After roughly 50 minutes of flight, the vehicle reached 50,000 feet and dropped SpaceShipTwo. The engines carried the plane another 40 miles higher, and the crew was weightless for nearly four minutes before returning to Earth.
The Unity 22 mission marked the first time a private space company’s founder flew into space, beating Blue Origin founder Jeff Bezos, who also developed Amazon, by nine days.
“It was just magical,” Branson said during the live broadcast by his company. “It’s 17 years of painstaking work, the occasional horrible down and large ups with it. And today was definitely the biggest up.”
Gen. Jay Raymond, chief of space operations for the U.S. Space Force, posted on Twitter: “Congrats to @richardbranson & the entire team @virgingalactic! “Your years of hard work & dedication paid off today with a flawless flight to the edge of Space.”
The trip included two pilots and three additional Virgin Galactic workers. The team got a taste of what hundreds of others are about to get because the firm has already sold tickets for $250,000 per person.
Beth Moses, chief astronaut instructor, Colin Bennett, lead operations engineer, and Sirisha Bandla, vice president of government affairs and research operations, were the other three crew members. Dave Mackay and Michael Masucci are the pilots.
Virgin Galactic intends to begin paying passenger trips in 2022, following further test flights.
The cost is an estimated $250,000 per person with more than 600 people already signed up. He also has a contest to win two seats on a flight.

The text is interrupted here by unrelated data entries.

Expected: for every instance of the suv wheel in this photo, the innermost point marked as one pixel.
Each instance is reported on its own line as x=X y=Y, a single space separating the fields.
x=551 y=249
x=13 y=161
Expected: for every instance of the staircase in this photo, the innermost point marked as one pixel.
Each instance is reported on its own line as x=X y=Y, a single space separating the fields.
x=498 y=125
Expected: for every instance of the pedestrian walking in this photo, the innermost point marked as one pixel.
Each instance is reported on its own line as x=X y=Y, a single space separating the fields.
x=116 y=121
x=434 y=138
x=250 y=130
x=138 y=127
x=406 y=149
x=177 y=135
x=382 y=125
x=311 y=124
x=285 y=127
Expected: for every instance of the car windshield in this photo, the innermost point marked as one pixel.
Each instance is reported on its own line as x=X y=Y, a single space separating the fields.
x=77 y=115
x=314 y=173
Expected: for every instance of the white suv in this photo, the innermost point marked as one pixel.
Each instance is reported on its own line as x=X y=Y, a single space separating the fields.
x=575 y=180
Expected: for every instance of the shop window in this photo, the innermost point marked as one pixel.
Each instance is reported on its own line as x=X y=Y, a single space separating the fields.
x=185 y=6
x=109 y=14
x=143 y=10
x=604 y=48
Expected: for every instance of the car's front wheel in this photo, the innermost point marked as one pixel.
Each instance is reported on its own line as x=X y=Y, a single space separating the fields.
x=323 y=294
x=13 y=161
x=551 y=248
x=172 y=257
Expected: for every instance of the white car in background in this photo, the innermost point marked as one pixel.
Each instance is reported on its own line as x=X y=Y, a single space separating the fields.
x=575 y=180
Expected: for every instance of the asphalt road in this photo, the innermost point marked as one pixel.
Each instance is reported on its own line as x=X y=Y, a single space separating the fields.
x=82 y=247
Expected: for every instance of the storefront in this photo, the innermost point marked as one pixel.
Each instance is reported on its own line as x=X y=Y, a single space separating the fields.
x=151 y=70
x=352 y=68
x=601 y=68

“We’re here to make space more accessible to all,” Branson said during the news conference. “We want to turn the next generation of dreamers into the astronauts of today and tomorrow. We’ve all us on this stage have had the most extraordinary experience, and we’d love it if a number of you can have it, too.
“If you ever had a dream, now is the time to make it come true. I’d like to end by saying welcome to the dawn of a new space age.”WHi
On Friday, Blue Origin posted on Twitter a comparison of its New Shepard rocket trips to Virgin Galactic’s vehicle, calling Branson’s ride a “high-altitude airplane.”
Blue Origin said that its rocket will reach the Kármán line of 62 miles in altitude, an international benchmark for defining space, but the VSS Unity will only reach the traditional US space standard of 50 miles in altitude.
Branson and many others in the business have stated that they don’t mind the comparisons or competition because many people who can afford it will be able to fly on both vehicles.
Elon Musk, another billionaire, established SpaceX, which has previously taken humans to the International Space Station and is planning moon and Mars missions. The firm, like Branson, is planning flights for paying consumers.
SpaceX, like Blue Origin, launches rockets into orbit with the capsule detaching from the booster.
Blue Origin launches from West Texas with Space X leasing NASA’s Cape Canaveral Launch Launch Complex 40. SpaceX also launches satellites from Vandenberg Space Force in Calif.